I AM'STERDAM!   ..   Joe's kleines Tagebuch im Internet aus Amsterdam für Freunde und Interessierte

Dreihundertfünfundsechzig Tage
Ein Rückblick, der tiefer reicht als ein Jahr
Samstag, 10. September 2011
 
Mit einem eigenartigen Gefühl von Melancholie schaue ich auf den Kalender. Da war doch etwas. Wo, denke ich mir so, war ich eigentlich genau vor einem Jahr um diese Zeit? Genau. Da saß ich im Zug, da begann meine abenteuerliche Reise, mein Lebensabschnitt Niederlande. Doch dazu gleich mehr.

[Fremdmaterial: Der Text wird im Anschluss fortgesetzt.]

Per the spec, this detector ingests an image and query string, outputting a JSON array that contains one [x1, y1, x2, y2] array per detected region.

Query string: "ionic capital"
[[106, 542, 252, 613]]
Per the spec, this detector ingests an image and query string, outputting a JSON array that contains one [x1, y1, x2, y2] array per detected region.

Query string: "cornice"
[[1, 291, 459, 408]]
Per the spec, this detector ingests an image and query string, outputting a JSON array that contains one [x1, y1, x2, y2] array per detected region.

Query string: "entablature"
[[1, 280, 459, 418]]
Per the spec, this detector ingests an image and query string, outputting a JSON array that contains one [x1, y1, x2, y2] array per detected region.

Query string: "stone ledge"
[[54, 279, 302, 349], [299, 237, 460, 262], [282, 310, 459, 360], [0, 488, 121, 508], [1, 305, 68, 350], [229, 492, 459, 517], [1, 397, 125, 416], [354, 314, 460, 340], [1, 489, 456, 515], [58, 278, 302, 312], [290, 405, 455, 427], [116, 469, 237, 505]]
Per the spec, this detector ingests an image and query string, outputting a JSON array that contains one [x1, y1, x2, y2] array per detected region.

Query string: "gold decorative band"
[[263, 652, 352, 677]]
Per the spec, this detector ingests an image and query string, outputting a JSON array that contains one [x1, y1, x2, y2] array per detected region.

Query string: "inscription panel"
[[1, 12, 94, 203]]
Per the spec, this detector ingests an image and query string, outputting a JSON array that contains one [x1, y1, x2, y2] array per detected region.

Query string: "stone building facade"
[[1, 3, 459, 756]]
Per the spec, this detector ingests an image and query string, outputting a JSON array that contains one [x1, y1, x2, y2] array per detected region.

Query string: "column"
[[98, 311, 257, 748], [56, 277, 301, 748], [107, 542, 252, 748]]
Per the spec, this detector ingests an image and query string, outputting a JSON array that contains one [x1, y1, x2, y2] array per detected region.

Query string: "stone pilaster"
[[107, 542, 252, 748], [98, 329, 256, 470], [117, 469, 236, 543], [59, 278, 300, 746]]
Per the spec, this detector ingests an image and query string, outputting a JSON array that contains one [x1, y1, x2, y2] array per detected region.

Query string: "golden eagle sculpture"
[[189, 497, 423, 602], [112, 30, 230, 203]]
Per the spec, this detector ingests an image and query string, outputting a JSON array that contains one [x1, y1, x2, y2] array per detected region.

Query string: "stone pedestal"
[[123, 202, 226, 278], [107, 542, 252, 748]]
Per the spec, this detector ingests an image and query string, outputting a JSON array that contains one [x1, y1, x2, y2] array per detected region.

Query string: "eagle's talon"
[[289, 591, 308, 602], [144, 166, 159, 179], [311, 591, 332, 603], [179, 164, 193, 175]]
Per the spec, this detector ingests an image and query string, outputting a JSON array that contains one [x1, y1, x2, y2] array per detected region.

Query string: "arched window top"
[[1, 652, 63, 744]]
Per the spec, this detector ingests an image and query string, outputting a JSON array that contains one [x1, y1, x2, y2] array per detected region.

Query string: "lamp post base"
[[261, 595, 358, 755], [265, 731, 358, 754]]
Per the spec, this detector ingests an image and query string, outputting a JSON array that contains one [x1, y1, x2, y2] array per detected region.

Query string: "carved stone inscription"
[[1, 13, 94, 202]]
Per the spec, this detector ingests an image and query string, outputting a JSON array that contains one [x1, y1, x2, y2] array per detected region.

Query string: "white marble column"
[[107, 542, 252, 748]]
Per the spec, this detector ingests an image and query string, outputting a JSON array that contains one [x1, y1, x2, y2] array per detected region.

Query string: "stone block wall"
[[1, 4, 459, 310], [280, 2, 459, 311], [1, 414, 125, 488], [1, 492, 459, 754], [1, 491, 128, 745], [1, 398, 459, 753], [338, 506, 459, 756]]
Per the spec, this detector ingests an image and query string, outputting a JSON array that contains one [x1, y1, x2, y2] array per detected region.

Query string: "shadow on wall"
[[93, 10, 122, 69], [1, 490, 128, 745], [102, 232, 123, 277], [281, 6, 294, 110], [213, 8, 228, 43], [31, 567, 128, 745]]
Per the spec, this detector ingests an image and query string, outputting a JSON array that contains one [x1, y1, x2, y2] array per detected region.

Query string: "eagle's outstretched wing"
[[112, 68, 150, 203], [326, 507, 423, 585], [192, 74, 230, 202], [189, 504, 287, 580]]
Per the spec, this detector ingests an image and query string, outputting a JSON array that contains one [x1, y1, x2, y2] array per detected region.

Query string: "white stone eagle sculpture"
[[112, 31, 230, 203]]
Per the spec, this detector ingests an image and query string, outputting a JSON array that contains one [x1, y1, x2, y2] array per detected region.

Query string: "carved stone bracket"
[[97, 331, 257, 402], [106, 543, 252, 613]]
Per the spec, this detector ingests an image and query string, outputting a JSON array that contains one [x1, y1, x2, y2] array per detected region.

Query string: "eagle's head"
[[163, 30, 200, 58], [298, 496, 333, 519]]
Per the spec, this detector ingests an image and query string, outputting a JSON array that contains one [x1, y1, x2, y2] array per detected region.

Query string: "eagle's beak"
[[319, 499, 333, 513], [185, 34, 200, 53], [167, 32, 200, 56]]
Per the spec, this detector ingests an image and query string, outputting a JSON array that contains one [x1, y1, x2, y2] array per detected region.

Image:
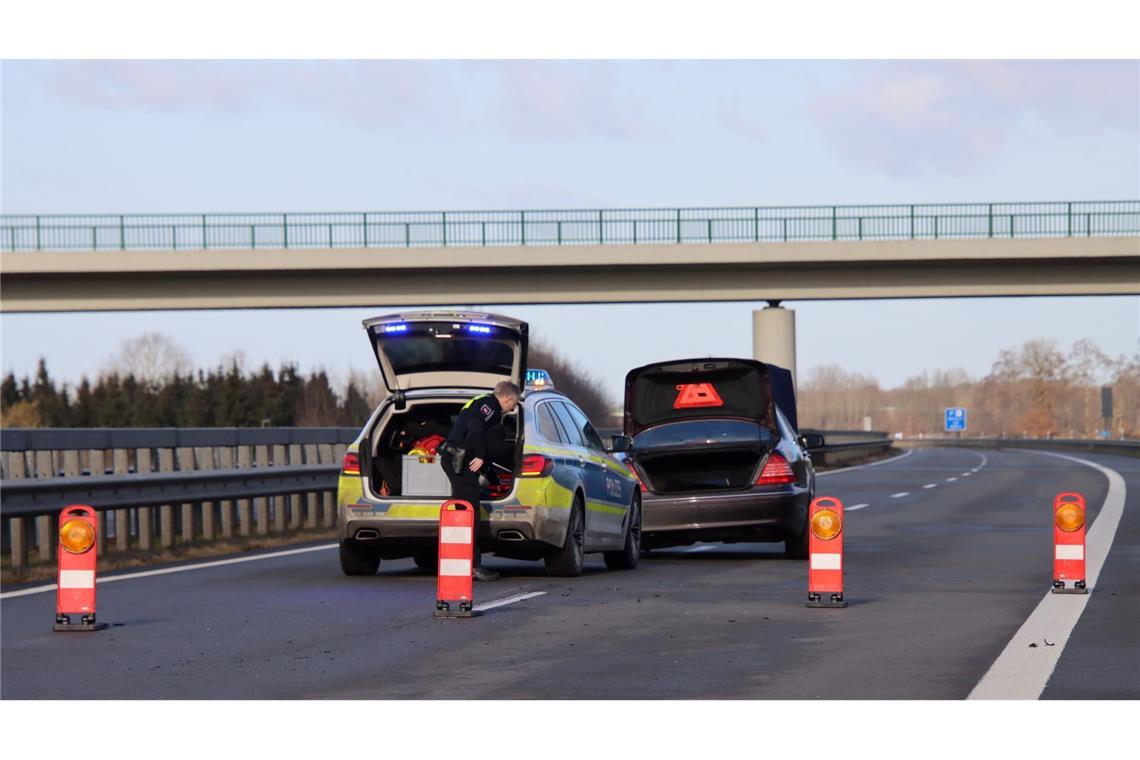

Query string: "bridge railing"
[[1, 427, 358, 578], [2, 200, 1137, 251]]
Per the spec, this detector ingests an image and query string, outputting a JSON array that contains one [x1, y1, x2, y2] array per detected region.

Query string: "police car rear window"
[[383, 337, 515, 375]]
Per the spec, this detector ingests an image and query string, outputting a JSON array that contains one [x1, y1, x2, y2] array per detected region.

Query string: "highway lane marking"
[[0, 542, 338, 600], [968, 450, 1127, 700], [474, 591, 547, 612], [683, 545, 716, 553], [962, 472, 972, 476], [846, 503, 870, 511], [923, 483, 938, 489], [945, 477, 958, 482], [817, 448, 914, 477], [891, 492, 909, 498]]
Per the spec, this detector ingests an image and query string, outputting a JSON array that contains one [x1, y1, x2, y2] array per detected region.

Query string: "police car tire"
[[340, 540, 381, 576], [604, 494, 641, 571], [413, 552, 438, 571], [545, 496, 585, 577]]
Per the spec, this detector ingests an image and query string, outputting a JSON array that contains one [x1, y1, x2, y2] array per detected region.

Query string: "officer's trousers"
[[440, 454, 484, 563]]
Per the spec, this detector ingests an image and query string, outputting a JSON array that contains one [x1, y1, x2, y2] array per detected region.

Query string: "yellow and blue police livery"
[[336, 311, 641, 578]]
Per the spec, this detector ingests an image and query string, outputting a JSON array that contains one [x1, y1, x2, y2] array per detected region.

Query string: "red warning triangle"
[[673, 383, 724, 409]]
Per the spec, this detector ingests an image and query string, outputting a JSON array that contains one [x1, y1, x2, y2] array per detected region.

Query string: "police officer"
[[440, 381, 521, 581]]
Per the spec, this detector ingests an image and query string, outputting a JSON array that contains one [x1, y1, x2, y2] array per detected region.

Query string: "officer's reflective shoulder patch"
[[480, 404, 493, 419]]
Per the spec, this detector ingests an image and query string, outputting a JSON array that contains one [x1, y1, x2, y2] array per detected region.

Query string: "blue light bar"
[[525, 368, 554, 389], [381, 323, 408, 334], [466, 324, 493, 335]]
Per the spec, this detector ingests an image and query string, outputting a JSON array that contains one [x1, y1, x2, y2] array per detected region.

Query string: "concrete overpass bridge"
[[3, 200, 1138, 386]]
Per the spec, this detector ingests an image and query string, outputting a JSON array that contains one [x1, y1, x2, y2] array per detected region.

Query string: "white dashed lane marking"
[[891, 492, 909, 498], [945, 477, 958, 482], [846, 503, 871, 511], [924, 483, 937, 489]]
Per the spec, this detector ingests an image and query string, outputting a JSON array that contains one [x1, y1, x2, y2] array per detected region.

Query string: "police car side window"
[[566, 404, 604, 451], [537, 404, 563, 443], [551, 403, 585, 447]]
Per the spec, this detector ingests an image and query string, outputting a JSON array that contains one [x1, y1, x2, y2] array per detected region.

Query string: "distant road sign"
[[945, 407, 967, 432]]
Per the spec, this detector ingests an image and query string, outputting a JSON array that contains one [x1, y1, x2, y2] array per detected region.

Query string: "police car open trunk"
[[364, 311, 528, 393], [623, 358, 794, 494], [361, 311, 529, 498]]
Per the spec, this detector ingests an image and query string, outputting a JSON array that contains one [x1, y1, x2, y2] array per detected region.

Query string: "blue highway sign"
[[945, 407, 967, 432]]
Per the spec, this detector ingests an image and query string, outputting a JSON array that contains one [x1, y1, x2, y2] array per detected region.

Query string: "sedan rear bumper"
[[641, 486, 809, 544]]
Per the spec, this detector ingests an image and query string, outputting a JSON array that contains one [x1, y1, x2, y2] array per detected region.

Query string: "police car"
[[336, 311, 641, 577]]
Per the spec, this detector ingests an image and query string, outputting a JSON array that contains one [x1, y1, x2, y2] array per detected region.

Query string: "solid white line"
[[1, 543, 338, 600], [474, 591, 546, 611], [924, 483, 938, 489], [846, 503, 870, 511], [817, 448, 914, 477], [968, 450, 1127, 700], [891, 492, 909, 498]]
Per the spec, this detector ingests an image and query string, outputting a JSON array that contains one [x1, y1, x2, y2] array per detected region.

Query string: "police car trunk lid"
[[364, 311, 529, 393]]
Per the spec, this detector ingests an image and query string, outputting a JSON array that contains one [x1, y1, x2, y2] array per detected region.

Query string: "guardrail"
[[3, 200, 1137, 251], [1, 427, 358, 577], [897, 437, 1140, 458]]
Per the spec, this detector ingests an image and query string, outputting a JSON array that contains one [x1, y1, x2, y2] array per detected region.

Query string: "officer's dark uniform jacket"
[[443, 393, 510, 467]]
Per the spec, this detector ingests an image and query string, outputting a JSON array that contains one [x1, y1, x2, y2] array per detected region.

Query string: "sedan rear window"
[[383, 335, 515, 375], [633, 420, 772, 449]]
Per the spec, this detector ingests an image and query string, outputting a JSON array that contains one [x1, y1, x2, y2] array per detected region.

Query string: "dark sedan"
[[611, 358, 822, 558]]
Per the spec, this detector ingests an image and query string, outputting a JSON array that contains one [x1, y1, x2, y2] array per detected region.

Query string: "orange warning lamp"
[[60, 518, 96, 554], [1054, 502, 1084, 532], [810, 509, 842, 540]]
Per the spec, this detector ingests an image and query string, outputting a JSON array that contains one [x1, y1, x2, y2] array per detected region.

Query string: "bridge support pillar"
[[753, 301, 797, 392]]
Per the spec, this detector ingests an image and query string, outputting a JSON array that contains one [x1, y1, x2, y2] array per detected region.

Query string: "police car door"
[[564, 403, 626, 541]]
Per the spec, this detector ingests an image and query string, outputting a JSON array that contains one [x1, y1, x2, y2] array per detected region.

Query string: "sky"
[[2, 59, 1139, 404]]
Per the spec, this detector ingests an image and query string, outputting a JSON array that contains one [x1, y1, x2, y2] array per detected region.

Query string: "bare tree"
[[104, 333, 192, 391]]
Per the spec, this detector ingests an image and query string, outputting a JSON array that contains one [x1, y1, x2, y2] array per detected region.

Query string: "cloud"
[[29, 60, 665, 140], [807, 60, 1140, 177]]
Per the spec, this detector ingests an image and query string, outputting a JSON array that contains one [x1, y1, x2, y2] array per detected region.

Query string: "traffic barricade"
[[1052, 492, 1088, 594], [434, 500, 481, 618], [54, 505, 108, 631], [807, 496, 847, 608]]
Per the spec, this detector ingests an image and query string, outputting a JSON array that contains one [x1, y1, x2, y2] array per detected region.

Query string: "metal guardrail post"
[[202, 214, 208, 249], [360, 213, 366, 248], [520, 211, 525, 246], [598, 210, 604, 244], [483, 221, 488, 246], [753, 207, 759, 242], [676, 209, 681, 243], [555, 221, 560, 245], [405, 222, 410, 246], [442, 211, 448, 246], [120, 215, 126, 250], [1067, 202, 1072, 237], [832, 206, 837, 240], [35, 215, 42, 250], [911, 205, 916, 239]]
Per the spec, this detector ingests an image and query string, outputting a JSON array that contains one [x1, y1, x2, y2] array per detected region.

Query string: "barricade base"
[[806, 593, 847, 609], [53, 615, 108, 632], [1051, 585, 1089, 594], [434, 601, 482, 618]]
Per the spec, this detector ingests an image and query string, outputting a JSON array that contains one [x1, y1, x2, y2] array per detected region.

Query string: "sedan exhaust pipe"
[[497, 530, 525, 541], [354, 529, 380, 541]]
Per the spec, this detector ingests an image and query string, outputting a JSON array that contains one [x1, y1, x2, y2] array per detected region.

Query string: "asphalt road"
[[2, 446, 1137, 699]]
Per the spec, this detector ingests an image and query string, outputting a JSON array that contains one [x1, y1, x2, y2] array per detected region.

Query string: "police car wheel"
[[604, 494, 641, 571], [339, 540, 381, 576], [545, 495, 585, 577], [413, 552, 438, 572]]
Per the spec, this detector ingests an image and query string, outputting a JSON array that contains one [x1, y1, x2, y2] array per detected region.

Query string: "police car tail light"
[[342, 452, 361, 476], [756, 453, 795, 485], [60, 518, 96, 554], [520, 454, 554, 477]]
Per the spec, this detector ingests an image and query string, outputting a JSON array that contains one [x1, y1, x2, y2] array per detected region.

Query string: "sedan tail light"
[[756, 452, 795, 485], [519, 453, 554, 477]]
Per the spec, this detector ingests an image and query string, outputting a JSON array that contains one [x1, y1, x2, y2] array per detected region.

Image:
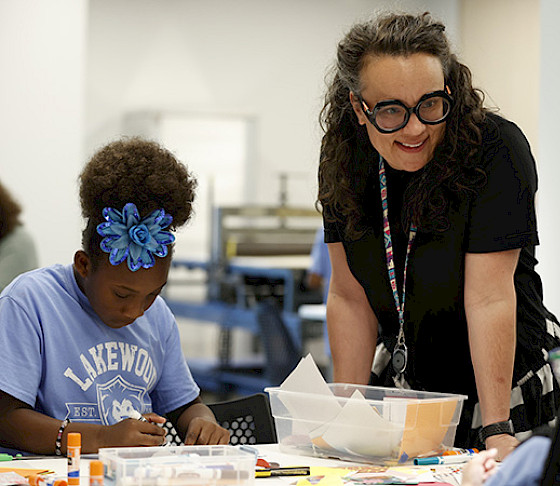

Vorher schaue ich im Geiste noch zwei Wochen weiter zurück. Ich war umgeben von Stress, war bei meinen Eltern und steckte inmitten der Vorbereitungen für die Reise. Gerade hatte ich meine Hallenser Wohnung abgegeben, die seit fast zehn Jahren mein Zuhause war. Zuletzt, noch während ich für meine letzte Prüfung gelernt habe, war sie schon fast leergeräumt gewesen und nun gab ich die Schlüssel zurück. Seltsames Gefühl. Als hätte ich ein Stückchen Heimat weggegeben.
Ich holte mein Diplomzeugnis vom Prüfungsamt der Uni ab. Noch so ein seltsames Gefühl überkam mich, ein Mix aus Freude und Traurigkeit. Einerseits hatte ich die Uni abgeschlossen. Ich hielt das Ergebnis meines Studiums in den Händen, den Schlüssel zur Karriere. Andererseits hatte ich die Uni abgeschlossen. Eine Zeit, wie sie im Leben nie wiederkehren wird, endete. Eine Zeit, in der ich mich zum ersten mal frei gefühlt habe, eine Menge gute Freunde gewinnen und viele interessante Erfahrungen sammeln konnte. Die bislang beste Zeit meines Lebens. Ein Abschied war das Diplom, ein Abschied von dieser ganz besonderen Zeit. Und von Freunden, die ich nicht mehr um mich haben würde, wenn ich Halle verlasse. Nun ging es in die Ferne, ohne Pause, ohne Besinnung zwischendurch. Ernstes Arbeitsleben. Ich wollte es so.
Letzte Woche in Deutschland. Ich habe noch einmal gute Freunde besucht und mich verabschiedet, man weiß nie wie gut Kontakte überleben. Ein paar Formalitäten auf den Ämtern, Abmelden, Nein, kein neuer Wohnort in Deutschland, Ja, es geht ins Ausland. Die letzten Tage zuhause waren geprägt von akribischer Planung. Es verlief alles gut und ohne Hektik, und doch war ich eigenartig angespannt. Man bereitet sich nicht jeden Tag auf eine Reise vor, die einen in ein neues Stück Leben führt. Nichts weniger war dies hier. Ich ging im Kopf Kleinigkeiten durch, technische Details, wollte nicht darüber nachdenken, wie ich mich fühlte dabei.
Zudem war die Reiseidee uneingeschränkt als verrückt zu bezeichnen. Eine Bahnreise sollte es sein. Als Gepäck hatte ich zwei große Rucksäcke, einen vorn, einen hinten. Und mein Fahrrad, welches mit drei großen Fahrradtaschen vollbepackt war. Fünfzig Kilogramm Dinge. Mehr brauchte ich nicht für mein neues Leben. Ich konnte mich mit meiner Fuhre ganz gut fahrend fortbewegen, das hatte ich vorher ausprobiert. Der Abschied war schwer und sentimentaler, als ich befürchtet hatte. Die Reise begann am späten Nachmittag. Regenwetter.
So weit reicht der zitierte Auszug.